Let f(N) be the number of comparisons we have to make in order to find the median given N unsorted keys. We seek an upper bound on f(N) of the form  cN.

So let us assume, by induction, that for all numbers of keys, M, that are smaller than N the median can be found in with at most cM comparisons.

The first step of our procedure involved sorting each of N/5 sets of 5 keys each, which takes 8N/5 comparisons. Let us define the number of comparisons that have to be done after this step to be g(N).

We have f(N) = g(N) + 8N/5.

We have seen that g(N) is at most f(N/5), (the number of comparisons needed to find the median median) plus the number necessary to find out if the median median is too big or too small by comparing it with the 2N/5 keys left after the first step, plus the number necessary to put the 7N/10 keys left into blocks of 5 plus g(7N/10).

In the worst case, when all off the 2N/5 keys lie on the same side of the median median, we can actually detect which side the median median lies in N/10 comparisons (in general, if x keys lie on the other side in N/10+4x comparisons, but there will then be (7N/10 – x) keys to handle after this step).

Once we know where the median median goes, we will have N/10 sets of sorted 5's and N/10 sets of sorted 2's.
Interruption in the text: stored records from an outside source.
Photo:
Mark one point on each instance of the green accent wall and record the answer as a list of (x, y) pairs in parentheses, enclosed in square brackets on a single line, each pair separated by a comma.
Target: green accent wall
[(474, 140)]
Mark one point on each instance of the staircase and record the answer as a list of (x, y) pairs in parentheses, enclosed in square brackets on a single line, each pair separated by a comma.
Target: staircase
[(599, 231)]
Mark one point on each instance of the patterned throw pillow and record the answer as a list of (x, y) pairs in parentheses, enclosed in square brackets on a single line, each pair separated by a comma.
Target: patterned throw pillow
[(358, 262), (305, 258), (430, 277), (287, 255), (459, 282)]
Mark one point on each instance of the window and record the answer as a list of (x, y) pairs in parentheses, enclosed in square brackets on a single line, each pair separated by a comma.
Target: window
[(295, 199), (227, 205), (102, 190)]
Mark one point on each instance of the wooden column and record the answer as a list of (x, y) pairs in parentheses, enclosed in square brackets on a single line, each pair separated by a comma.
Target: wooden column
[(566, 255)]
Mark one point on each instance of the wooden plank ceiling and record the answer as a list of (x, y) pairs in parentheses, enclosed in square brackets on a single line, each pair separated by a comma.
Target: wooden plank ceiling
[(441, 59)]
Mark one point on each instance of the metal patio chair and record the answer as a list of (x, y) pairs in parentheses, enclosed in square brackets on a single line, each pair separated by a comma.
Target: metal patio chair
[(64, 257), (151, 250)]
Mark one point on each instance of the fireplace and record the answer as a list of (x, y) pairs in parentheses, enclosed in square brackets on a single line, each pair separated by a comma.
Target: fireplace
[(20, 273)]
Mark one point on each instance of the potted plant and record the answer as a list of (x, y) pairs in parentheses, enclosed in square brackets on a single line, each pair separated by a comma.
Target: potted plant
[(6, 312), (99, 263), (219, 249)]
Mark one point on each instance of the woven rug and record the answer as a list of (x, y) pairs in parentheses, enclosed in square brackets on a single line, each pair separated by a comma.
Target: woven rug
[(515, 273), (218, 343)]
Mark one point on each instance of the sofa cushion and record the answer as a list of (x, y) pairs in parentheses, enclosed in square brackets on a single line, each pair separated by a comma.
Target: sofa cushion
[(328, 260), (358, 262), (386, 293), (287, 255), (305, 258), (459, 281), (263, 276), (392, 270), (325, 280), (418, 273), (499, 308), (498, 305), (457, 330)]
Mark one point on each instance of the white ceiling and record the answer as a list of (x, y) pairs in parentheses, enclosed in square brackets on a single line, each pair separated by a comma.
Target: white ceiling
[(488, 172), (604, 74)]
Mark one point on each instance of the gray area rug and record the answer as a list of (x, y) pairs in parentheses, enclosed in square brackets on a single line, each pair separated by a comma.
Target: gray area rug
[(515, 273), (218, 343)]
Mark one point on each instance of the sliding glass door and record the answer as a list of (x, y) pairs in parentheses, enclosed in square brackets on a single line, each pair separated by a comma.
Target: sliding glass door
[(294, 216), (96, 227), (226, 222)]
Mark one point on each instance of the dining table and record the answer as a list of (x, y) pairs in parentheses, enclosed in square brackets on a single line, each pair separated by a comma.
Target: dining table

These are the remnants of the sorted 5's after we have eliminated 3 of their members.

We can put them into sorted blocks of 5 using the two already known comparisons within each set of 5 (and N/25 sets of 5 to be sorted) with 6 more comparisons per set or 6N/25 more all together.

This tells us that g(N) is at most f(N/5) + N/10+ 6N/25 + g(7N/10).

Here we have assumed that x=0 above is the worst case, and when we are looking for a number off from the median the problem makes things easier and not harder. These are true statements but we will not verify them here. We could replace the N/10 by 2N/5 and not have these problems. We will do the calculation both ways, but realize that the one using N/10 comparisons to decide about the median median is right but the 2N/5 is all we are proving here.

Putting f(N/5) < cN/5,  above, and g(7N/10) <7cN/10 – 56N/50, we find that

g(N) is at most 9cN/10 – 39N/50, which tells us

f(N) < 9cN/10 + 41N/50.

This tells us that if c>41/5, we can deduce f(N) < 9cN/10 + NC/10 = cN.

So that our algorithm allows us to prove our bound for c at least 8.1.

The  bound proven here, in which we compare our median median with all 2N/5 others is 9.6N.

Exercises:

1. Exhibit how to sort 5 keys using 8 comparisons, and how to start from two sorted 2's and one other and completely sort them using 6 comparisons

2. give a rigorous derivation of the 11.2N bound here.

3. Show how N/10 comparisons can be enough to locate the median median with respect to the true median in the worst case (to within 1 or 2)

4. Derive a similar bound dividing into sets of 7 keys rather than the 5 used here. What bounds do you get?